Those words still echo in my head like a cursed bell. My heart sank immediately.
“I never set out to destroy anyone’s marriage,” I whispered to myself as I sat in my one-room apartment, staring at her last message, ‘I’m late. I think I’m pregnant.’
It all started innocently, or so I told myself. I joined the church choir two years ago, fresh out of a messy breakup. I was always there for midweek services, rehearsals, and the occasional late-night prayer meetings.
Sister Ada, the Pastor’s wife, was our choir leader; she was warm, kind and oh so beautiful. I would always remind myself that this woman was married to the pastor, therefore, untouchable.
Her husband, Pastor Emmanuel, was the kind everyone adored. He was a fiery preacher and devoted leader, but he was never really present. He travelled constantly, leaving her to handle most of the church’s activities.
The closeness began with late-night calls about choir arrangements, then her checking on me when I missed rehearsals. “You need someone to talk to,” she’d say. Before I knew it, we were sharing secrets, then laughter, and one rainy night after vigil, a kiss.
I should have walked away. It felt so wrong, but I couldn’t stop myself.
The affair lasted six months. We met in discreet hotels, sometimes in her car after midweek service. I was blinded by the thrill, by her attention, by the forbidden nature of it all. Until the day she said, “I’ve missed my period. What are we going to do?”
My heart sank.
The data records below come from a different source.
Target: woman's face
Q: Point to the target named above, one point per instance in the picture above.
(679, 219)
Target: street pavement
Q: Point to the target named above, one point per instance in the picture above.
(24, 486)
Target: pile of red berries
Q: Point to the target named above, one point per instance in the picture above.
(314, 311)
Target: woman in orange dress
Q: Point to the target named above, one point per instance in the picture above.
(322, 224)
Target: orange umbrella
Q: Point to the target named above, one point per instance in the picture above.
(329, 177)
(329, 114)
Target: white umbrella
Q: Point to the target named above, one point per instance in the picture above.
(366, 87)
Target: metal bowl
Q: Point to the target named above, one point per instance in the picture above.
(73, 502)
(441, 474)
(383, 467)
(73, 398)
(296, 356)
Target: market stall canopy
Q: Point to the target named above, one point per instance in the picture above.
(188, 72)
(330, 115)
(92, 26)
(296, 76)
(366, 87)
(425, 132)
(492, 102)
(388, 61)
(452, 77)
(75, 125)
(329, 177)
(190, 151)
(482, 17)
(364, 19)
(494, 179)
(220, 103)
We? There was no we. She had a husband, a congregation, a reputation. I begged her to consider a discreet solution, but she said, “I won’t kill my child.”
Now, I’m living in fear. She’s three months gone, and her belly is starting to show. Her husband suspects nothing yet, but how long before he starts counting months? She says she’ll tell him the child is his, but what if it doesn’t look like him?
Sometimes I lie awake, drenched in guilt and panic, thinking about leaving the church, even the city. “You brought this on yourself,” a friend told me when I confided in him. Maybe I did.
If this blows up, it won’t just ruin her marriage; it could destroy the church, and me with it. I keep asking myself, was the pleasure worth this kind of torment?